The detection of circulating tumor DNA (ctDNA) during neoadjuvant therapy (NAT) may serve as an early indicator of emerging resistance and disease progression. In this study, we analyzed ctDNA from high-risk early breast cancer patients who received NAT and definitive surgery in the I-SPY 2 TRIAL (NCT01042379). We hypothesized that ctDNA can serve as a biomarker of response and survival in this setting.
ctDNA analysis was performed on 291 plasma samples from 84 high-risk stage II and III breast cancer patients randomized either to an investigational agent MK-2206, an AKT inhibitor, in combination with paclitaxel followed by doxorubicin and cyclophosphamide (AC) (n=52)—or standard-of-care (paclitaxel followed by AC) (n=32). HER2+ patients also received trastuzumab. Serial plasma was collected at pretreatment (T0), at 3 weeks after initiation of paclitaxel treatment (T1), between paclitaxel and AC regimens (T2), and after NAT prior to surgery (T3). A personalized ctDNA test was designed to detect a set of 16 patient-specific somatic variants, initially identified from whole exome sequencing of pretreatment tumor, then tested in plasma samples. Regions containing the somatic variants were amplified from cell-free DNA using specific polymerase chain reaction primers. Amplified products were subjected to ultra-deep sequencing (mean: 94,000x) to detect somatic variants. Association between ctDNA and clinicopathologic variables was assessed using Fisher’s exact test. Association of ctDNA with response and survival was analyzed using logistic and Cox regressions, respectively. The survival endpoint of the study was distant disease-free survival. The median follow-up was 4.8 years.

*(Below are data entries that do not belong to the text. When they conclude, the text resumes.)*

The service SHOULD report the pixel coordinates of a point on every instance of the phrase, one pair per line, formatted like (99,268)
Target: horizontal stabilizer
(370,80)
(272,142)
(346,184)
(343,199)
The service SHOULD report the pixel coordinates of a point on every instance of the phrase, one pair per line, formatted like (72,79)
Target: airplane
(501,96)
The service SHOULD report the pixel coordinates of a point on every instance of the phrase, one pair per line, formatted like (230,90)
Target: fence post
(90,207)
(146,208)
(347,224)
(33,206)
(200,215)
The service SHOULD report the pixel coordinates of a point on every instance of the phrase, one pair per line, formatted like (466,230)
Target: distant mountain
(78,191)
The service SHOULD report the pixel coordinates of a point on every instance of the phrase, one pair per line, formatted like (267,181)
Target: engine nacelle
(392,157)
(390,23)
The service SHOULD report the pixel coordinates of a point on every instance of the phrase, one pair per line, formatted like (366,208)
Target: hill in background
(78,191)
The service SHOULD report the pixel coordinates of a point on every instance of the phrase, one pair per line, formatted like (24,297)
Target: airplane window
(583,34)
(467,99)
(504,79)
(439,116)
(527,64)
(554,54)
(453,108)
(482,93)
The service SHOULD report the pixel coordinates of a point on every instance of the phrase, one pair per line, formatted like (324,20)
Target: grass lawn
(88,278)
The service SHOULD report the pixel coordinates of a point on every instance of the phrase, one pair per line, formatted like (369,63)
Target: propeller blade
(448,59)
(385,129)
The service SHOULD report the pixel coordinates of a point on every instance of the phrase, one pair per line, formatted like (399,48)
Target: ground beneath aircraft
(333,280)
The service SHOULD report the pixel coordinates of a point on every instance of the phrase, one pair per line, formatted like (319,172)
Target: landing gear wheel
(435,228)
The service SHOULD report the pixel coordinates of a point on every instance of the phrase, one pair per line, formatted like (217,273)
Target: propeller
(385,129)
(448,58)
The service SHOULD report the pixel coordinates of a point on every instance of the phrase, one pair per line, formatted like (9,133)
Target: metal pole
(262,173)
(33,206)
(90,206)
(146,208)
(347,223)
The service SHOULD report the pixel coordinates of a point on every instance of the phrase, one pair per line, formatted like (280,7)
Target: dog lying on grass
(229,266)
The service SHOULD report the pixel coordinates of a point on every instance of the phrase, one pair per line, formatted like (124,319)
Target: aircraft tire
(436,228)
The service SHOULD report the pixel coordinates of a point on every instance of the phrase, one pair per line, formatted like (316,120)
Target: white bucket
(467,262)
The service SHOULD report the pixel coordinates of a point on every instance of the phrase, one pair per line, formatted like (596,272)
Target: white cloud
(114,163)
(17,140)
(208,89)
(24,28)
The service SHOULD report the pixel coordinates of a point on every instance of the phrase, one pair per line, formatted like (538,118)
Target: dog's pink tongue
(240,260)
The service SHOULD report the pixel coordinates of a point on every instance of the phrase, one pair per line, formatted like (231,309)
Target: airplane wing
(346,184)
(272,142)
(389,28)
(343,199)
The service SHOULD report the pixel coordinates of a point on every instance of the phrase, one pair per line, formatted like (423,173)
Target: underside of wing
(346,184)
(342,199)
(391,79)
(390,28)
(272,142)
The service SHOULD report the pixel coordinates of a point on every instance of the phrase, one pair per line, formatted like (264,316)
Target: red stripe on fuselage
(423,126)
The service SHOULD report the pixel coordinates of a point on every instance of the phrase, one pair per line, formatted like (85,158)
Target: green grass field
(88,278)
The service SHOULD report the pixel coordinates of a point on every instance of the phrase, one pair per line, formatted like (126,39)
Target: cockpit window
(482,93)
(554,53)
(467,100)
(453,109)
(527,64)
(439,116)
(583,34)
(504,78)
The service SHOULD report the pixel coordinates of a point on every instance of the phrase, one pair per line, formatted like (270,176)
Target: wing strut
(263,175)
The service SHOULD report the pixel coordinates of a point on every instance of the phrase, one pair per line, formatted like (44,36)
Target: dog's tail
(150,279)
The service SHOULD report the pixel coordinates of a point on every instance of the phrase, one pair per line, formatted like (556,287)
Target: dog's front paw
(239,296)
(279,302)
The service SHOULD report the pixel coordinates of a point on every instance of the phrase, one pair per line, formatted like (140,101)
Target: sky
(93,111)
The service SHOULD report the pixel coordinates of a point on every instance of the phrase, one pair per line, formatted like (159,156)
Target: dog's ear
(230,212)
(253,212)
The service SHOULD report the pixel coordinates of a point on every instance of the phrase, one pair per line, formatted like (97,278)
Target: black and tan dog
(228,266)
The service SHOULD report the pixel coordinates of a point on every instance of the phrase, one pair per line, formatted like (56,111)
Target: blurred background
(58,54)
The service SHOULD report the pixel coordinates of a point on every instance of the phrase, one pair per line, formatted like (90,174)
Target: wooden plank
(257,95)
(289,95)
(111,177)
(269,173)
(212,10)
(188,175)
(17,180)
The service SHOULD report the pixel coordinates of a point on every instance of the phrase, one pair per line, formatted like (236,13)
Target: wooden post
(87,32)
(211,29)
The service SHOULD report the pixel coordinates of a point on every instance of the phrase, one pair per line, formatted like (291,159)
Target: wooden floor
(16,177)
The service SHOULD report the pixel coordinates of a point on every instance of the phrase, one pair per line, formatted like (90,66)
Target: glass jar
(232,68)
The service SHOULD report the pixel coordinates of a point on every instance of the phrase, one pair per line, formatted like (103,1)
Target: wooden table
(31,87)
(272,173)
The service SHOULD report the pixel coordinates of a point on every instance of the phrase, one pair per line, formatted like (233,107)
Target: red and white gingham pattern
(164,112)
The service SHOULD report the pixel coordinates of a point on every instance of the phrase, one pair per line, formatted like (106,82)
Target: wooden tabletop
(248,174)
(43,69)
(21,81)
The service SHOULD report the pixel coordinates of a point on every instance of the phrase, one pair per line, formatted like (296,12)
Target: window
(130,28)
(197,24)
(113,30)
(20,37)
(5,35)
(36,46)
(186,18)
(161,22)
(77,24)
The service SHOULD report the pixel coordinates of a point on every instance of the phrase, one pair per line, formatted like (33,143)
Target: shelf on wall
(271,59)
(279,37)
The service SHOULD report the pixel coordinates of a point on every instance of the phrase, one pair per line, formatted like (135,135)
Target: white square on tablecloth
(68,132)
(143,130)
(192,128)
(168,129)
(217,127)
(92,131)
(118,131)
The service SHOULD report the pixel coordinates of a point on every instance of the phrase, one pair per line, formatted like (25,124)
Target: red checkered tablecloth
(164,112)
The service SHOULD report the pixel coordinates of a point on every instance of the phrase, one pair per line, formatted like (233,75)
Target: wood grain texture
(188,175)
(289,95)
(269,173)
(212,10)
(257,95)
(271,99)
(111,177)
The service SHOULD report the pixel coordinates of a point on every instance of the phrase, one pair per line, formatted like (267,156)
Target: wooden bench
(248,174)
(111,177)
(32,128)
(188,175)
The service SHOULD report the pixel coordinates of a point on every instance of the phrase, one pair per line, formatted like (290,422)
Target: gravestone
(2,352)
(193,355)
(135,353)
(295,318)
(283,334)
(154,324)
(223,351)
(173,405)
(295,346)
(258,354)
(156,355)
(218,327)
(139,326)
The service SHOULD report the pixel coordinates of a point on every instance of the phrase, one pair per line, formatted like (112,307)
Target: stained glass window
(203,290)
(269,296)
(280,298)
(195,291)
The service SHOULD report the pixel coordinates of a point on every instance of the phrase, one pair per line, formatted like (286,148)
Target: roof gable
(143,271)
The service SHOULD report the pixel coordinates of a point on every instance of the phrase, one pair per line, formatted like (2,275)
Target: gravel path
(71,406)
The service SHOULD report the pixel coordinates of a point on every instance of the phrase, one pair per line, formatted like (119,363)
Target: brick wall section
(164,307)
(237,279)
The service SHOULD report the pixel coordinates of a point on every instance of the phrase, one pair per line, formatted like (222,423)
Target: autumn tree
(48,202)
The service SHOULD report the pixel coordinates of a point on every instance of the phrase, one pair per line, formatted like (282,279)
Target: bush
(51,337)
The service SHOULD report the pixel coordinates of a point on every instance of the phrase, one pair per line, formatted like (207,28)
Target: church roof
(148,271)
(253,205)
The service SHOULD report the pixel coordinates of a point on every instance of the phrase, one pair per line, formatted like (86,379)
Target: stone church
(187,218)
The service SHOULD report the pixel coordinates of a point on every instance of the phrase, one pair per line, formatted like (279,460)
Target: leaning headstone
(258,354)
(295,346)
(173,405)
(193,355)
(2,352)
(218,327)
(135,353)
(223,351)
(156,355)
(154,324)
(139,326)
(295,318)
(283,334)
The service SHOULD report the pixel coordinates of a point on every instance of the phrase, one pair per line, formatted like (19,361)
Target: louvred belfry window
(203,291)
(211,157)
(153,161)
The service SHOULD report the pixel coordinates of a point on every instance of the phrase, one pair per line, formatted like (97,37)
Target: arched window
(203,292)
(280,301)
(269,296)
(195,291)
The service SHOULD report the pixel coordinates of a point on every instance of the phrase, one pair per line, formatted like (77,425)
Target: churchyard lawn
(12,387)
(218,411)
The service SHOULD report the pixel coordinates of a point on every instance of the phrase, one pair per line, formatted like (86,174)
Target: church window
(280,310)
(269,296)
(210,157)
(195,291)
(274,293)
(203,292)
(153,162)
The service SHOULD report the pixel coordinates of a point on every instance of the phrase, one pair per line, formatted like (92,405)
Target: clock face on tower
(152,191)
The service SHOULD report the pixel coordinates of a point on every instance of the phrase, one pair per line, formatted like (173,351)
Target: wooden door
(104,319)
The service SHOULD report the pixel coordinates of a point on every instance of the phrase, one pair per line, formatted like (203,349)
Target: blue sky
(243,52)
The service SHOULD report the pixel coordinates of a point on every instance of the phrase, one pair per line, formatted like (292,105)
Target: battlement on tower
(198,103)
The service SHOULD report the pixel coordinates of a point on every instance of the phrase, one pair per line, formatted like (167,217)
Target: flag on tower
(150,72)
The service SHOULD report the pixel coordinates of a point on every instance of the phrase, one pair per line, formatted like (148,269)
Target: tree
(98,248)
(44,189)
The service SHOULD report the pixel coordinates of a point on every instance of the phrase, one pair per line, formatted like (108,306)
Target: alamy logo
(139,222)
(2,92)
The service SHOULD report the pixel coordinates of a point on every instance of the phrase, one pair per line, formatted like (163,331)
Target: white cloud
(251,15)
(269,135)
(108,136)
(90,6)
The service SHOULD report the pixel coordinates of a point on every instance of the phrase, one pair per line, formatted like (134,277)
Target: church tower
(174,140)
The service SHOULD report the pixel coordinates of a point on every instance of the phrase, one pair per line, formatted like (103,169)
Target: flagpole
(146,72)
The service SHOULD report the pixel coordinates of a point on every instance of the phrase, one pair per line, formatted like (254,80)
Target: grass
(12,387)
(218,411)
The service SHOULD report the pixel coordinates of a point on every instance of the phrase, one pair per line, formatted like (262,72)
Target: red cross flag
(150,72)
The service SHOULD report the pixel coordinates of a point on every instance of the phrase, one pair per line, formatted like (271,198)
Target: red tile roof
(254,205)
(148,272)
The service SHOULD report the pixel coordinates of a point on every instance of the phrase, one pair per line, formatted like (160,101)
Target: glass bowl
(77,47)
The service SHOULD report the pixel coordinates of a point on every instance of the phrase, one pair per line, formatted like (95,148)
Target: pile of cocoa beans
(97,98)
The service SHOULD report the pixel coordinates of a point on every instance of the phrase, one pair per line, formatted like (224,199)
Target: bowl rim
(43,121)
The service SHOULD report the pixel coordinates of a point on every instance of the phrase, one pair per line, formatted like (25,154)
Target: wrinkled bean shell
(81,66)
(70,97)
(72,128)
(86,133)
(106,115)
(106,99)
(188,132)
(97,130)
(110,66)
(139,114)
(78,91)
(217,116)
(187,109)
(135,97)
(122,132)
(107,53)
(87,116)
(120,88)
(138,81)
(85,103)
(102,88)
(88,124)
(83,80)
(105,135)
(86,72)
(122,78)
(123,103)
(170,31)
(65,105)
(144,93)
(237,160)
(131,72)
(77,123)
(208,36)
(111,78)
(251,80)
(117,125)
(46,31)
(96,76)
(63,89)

At pretreatment (T0), 61 of the 84 (73%) patients had detectable ctDNA. Pretreatment (T0) ctDNA positivity and levels (mean mutant molecules per mL of plasma) were significantly associated with increased tumor burden (clinical T stage T3/T4), more aggressive tumor biology (higher Mammaprint scores) and subtype (HER2+ and Triple negative). CtDNA detection during NAT decreased over time (T0- 73%; T1- 35%; T2- 14%; T3- 9%). Of the 84 patients, 23 (27%) achieved pCR and all were ctDNA-negative after NAT (T3), while all 6 patients who had detectable ctDNA at T3 did not achieve pCR. Patients who cleared ctDNA early at T1 (n=27, 48% pCR rate) had significantly increased probability of achieving a pathologic complete response (pCR) compared to those who remained ctDNA-positive (n=29, 17% pCR rate; Odds ratio=4.33, Likelihood ratio p=0.012). Patients who were ctDNA-positive at T3 (n=6) had significantly increased risk of metastatic recurrence (HR 14.7; 95% CI 1.6-131.5) compared to those who achieved pCR and were ctDNA-negative (n=17). The risk of metastatic recurrence in patients who cleared ctDNA during NAT was not significantly different from those who were negative at T0 and remained negative by T3 (hazard ratio, HR: 2.1, 95% CI: 0.22-20.2). Interestingly, patients who were ctDNA-negative (n=37) but failed to achieve pCR had similar risk of metastatic recurrence with those who achieved pCR (HR 1.4; 95% CI 0.15-13.5).
Early clearance of ctDNA during NAT was significantly associated with increased likelihood of achieving pCR. Residual ctDNA after NAT was a significant predictor of metastatic recurrence, while clearance of ctDNA at any point during NAT was associated with improved outcomes. Taken together, personalized monitoring of ctDNA during NAT may aid in real-time assessment of treatment response and help fine-tune pCR as a surrogate endpoint of survival. Validation studies in a larger cohort are warranted.